[comp.unix.questions] Finding words in paragraphs

lacey@batcomputer.tn.cornell.edu (John Lacey) (07/17/89)

As regards the question of finding paragraphs in text which 
contain a particular word, I sent the following reply directly
to the asker of the question.  But then I saw the reply that no Unix
utility could handle this, and I have to disagree.  Awk will handle
this case with no problem.  Certainly the Awk solution is much nicer
than the previous proposal.


Awk is what you want in this case.  Try something like this:

	awk 'BEGIN { FS = ""; RS = "\n"} /the-word-here/' the-filename-here

Awk is a series of pattern-action pairs.  Whenever text matching the pattern
is recognized, the associated action is taken.  BEGIN is a special action
that matches exactly once, before the input file is read.  END is the
related pattern for after a file has reached EOF.

FS is the field separator, RS is the record separator.  So, we set RS to
a newline to make each paragraph (separated by a blank line) a different
record.  Then, we search for the word in question.  Patterns in Awk are
egrep-type regular expressions, bounded by /'s.  I left off the action,
to save space.  Any missing action is taken to be a print-the-record.
You can do this explicitly with a print command.

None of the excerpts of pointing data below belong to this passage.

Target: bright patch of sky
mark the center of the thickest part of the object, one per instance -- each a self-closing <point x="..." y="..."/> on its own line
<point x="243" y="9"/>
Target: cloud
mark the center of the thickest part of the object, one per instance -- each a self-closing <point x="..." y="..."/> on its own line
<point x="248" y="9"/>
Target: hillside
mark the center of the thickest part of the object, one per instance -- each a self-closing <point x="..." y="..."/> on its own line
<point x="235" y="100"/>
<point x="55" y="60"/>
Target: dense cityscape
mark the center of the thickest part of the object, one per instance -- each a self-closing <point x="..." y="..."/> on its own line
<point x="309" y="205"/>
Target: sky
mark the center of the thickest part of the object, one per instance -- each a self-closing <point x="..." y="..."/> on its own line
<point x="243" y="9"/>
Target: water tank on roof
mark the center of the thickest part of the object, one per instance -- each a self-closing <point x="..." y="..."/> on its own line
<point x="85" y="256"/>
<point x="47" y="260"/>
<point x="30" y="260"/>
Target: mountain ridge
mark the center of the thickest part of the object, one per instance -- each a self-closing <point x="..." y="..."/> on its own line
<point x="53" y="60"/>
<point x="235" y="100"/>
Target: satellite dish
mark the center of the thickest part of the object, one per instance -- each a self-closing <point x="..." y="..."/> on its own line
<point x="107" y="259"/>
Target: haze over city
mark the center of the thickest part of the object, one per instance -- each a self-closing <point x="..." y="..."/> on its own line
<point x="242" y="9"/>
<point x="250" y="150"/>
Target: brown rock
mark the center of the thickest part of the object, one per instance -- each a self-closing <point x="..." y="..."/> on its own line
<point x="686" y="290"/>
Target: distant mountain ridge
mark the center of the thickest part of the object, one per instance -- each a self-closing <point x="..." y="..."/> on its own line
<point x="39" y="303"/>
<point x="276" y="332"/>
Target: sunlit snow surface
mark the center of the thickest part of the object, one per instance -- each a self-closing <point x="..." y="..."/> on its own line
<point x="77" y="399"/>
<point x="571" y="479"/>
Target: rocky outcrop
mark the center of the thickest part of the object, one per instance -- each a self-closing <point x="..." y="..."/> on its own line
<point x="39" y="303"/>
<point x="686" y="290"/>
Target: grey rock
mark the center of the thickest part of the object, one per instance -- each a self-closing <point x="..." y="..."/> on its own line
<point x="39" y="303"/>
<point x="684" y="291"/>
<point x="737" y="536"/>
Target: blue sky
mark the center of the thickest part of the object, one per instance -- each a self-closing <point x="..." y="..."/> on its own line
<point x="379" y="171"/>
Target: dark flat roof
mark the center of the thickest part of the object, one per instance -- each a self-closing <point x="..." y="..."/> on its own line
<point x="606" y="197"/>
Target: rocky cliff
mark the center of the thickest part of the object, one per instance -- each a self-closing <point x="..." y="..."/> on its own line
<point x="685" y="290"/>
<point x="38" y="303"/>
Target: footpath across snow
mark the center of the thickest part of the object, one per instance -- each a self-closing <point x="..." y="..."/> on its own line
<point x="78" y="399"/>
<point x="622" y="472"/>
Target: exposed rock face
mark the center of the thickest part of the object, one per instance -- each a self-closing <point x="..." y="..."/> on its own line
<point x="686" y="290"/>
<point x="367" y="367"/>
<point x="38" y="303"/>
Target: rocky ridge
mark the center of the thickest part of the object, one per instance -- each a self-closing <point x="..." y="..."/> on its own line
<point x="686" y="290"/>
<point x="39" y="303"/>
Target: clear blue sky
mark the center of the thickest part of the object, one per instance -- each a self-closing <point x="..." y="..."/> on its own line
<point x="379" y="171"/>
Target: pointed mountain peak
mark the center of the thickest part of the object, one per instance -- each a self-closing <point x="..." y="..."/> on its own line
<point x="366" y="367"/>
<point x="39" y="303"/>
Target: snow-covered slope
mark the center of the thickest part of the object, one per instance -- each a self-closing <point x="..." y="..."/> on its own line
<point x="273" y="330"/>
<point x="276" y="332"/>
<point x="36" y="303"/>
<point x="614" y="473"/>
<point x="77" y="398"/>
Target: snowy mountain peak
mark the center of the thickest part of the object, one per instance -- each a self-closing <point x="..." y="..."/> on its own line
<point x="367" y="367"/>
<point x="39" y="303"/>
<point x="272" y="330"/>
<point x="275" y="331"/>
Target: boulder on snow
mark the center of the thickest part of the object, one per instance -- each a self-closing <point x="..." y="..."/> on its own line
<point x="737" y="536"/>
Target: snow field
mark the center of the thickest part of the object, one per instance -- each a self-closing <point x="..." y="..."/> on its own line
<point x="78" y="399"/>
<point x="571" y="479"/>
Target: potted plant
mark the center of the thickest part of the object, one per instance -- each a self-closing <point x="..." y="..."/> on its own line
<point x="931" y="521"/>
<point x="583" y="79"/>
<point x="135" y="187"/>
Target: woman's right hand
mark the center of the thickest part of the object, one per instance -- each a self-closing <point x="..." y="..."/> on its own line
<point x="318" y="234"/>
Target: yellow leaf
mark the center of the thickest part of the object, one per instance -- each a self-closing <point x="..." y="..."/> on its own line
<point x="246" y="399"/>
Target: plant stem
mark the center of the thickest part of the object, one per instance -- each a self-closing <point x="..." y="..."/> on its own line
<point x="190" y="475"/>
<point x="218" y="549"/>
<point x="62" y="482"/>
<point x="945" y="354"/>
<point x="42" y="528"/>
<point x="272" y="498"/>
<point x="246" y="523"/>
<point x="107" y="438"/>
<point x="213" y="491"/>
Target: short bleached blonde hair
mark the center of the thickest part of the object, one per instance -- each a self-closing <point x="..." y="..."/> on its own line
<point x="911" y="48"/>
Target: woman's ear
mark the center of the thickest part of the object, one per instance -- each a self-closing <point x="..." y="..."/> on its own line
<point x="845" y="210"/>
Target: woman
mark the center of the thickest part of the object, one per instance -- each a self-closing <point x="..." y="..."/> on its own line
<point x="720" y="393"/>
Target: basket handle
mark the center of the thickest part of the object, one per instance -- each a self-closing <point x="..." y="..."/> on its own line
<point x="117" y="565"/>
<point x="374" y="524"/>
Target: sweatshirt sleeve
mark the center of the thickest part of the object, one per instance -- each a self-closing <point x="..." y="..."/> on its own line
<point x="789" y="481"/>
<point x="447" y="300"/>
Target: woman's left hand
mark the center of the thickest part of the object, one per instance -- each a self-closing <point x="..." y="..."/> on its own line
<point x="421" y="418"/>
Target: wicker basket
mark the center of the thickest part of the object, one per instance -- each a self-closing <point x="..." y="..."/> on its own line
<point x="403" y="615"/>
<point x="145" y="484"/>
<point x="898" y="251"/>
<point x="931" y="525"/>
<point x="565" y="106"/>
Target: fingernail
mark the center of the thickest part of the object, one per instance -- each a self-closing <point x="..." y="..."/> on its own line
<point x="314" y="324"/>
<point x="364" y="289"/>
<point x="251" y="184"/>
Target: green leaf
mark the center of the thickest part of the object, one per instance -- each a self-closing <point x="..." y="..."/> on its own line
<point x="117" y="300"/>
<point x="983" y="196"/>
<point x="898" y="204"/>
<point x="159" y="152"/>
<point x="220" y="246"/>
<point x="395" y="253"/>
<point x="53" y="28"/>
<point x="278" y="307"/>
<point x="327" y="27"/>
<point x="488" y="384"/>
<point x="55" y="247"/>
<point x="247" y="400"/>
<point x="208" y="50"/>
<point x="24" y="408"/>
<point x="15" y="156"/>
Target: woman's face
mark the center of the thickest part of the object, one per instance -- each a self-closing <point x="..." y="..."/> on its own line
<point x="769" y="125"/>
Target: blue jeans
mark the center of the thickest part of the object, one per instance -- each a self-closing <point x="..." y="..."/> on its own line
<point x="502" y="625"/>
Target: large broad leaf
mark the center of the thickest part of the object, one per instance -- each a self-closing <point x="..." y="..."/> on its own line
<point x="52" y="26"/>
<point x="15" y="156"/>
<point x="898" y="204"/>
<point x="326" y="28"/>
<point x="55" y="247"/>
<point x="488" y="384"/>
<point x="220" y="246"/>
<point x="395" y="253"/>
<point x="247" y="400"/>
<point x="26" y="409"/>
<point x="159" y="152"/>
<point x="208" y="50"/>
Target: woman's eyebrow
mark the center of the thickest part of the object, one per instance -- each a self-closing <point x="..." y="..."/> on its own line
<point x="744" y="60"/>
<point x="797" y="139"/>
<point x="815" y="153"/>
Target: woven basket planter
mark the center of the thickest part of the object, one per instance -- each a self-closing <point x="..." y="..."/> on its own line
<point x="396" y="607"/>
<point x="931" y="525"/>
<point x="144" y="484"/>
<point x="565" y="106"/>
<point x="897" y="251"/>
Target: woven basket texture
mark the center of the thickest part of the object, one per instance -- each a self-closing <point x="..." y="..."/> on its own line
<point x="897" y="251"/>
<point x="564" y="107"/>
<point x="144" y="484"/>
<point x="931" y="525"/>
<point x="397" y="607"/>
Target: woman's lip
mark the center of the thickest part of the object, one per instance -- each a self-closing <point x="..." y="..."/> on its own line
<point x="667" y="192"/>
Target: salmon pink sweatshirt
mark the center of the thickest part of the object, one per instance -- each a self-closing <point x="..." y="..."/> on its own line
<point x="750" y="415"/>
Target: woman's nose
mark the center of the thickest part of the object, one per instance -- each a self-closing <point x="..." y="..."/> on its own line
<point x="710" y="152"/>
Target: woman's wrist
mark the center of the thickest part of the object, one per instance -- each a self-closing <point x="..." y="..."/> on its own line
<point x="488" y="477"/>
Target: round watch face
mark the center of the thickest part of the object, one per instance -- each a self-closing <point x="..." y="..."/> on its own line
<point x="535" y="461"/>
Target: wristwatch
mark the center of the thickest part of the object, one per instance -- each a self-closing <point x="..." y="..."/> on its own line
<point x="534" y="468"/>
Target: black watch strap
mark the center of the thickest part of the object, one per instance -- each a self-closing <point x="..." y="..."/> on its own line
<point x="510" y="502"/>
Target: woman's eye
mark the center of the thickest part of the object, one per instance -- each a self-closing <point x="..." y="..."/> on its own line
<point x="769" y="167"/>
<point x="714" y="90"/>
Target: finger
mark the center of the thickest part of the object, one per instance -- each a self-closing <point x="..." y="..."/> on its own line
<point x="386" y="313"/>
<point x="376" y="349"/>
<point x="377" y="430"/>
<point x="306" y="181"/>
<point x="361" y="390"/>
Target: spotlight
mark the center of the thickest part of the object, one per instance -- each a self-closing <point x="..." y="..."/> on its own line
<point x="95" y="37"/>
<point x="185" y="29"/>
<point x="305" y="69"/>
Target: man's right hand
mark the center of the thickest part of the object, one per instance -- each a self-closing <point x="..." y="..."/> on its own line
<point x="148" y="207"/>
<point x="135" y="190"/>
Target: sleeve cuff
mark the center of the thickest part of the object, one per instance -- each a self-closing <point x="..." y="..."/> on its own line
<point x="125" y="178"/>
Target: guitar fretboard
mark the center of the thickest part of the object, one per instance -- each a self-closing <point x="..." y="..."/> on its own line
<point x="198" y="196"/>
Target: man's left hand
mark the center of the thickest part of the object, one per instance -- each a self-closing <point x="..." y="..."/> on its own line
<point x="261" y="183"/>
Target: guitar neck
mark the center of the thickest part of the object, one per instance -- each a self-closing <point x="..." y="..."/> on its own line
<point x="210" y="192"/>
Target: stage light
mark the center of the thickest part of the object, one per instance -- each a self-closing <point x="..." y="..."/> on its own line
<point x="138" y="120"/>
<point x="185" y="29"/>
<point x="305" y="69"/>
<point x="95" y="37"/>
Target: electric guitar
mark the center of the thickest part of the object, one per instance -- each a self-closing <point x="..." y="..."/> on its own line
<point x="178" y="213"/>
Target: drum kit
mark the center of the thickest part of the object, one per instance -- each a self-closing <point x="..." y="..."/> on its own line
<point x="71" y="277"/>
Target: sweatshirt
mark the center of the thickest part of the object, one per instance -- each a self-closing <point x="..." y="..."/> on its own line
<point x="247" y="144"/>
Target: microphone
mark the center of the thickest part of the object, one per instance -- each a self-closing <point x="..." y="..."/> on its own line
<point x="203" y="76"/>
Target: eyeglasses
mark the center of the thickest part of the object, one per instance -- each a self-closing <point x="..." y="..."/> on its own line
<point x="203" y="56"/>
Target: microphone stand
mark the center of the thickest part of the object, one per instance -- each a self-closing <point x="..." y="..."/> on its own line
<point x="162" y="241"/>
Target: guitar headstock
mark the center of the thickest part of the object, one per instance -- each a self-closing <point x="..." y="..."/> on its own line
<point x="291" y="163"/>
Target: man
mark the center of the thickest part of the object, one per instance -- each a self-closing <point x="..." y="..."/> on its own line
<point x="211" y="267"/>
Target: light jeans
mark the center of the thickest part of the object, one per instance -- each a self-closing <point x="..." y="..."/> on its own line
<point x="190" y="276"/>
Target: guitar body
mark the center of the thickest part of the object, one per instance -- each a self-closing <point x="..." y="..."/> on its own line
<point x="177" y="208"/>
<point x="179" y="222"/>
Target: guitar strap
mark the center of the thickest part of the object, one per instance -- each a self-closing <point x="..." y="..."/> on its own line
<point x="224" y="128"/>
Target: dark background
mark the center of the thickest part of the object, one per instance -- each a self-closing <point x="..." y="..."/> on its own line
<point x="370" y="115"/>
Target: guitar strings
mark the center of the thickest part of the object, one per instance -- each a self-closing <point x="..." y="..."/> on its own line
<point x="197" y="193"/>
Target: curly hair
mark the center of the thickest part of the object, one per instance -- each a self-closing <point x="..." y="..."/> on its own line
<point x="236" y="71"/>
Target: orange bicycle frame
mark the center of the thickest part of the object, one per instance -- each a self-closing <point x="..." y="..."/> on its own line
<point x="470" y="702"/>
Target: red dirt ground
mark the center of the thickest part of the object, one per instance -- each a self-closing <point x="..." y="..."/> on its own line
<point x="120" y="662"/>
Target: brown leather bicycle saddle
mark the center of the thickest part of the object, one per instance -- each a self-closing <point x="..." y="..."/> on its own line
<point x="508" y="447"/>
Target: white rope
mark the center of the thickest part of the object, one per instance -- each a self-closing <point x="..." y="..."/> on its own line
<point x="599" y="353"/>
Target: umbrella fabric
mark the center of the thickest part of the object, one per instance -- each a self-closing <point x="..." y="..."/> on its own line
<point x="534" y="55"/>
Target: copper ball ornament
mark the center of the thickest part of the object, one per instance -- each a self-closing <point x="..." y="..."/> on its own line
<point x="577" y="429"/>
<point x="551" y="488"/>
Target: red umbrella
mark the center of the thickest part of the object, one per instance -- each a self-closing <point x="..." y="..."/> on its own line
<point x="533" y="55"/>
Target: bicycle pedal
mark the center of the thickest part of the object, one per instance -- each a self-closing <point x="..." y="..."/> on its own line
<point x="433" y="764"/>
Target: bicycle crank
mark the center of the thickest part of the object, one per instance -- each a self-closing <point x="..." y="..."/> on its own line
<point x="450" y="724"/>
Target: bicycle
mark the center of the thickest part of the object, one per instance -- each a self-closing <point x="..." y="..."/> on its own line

Awk is a lovely language.  I write a lot of one liners like this, and
I also use it to write reasonably large applications (including a small
relational database).

If you don't have awk documentation around, there is a book by Aho, 
Kernighan, and Weinberger (A, W, K) called, appropriately, the 
AWK Programming Language, that explains the whole thing.

Good luck, and cheers,

John Lacey           |  Internet:  lacey@tcgould.tn.cornell.edu
running unattached   |  BITnet:    lacey@crnlthry
                     |  UUCP:      cornell!batcomputer!lacey
"Whereof one cannot speak, thereof one must remain silent."  ---Wittgenstein
John Lacey           |  Internet:  lacey@tcgould.tn.cornell.edu
running unattached   |  BITnet:    lacey@crnlthry
                     |  UUCP:      cornell!batcomputer!lacey
"Whereof one cannot speak, thereof one must remain silent."  ---Wittgenstein

ip@me.utoronto.ca (Bevis Ip) (07/18/89)

In article <10545@smoke.BRL.MIL> gwyn@brl.arpa (Doug Gwyn) writes:
>In article <8421@batcomputer.tn.cornell.edu> lacey@tcgould.tn.cornell.edu (John Lacey) writes:
>>Awk is what you want in this case.  Try something like this:
>>	awk 'BEGIN { FS = ""; RS = "\n"} /the-word-here/' the-filename-here

That is a problem.  But, Doug, I'm kind of surprised at the comment you made
in your last article though.  Try this, it is simplified from something that
I wrote to search bibliographies without having to use indxbib.  I haven't
check but I think the hold buffer in sed is dynamically expended, so paragraph
size might not be a problem in most implementations.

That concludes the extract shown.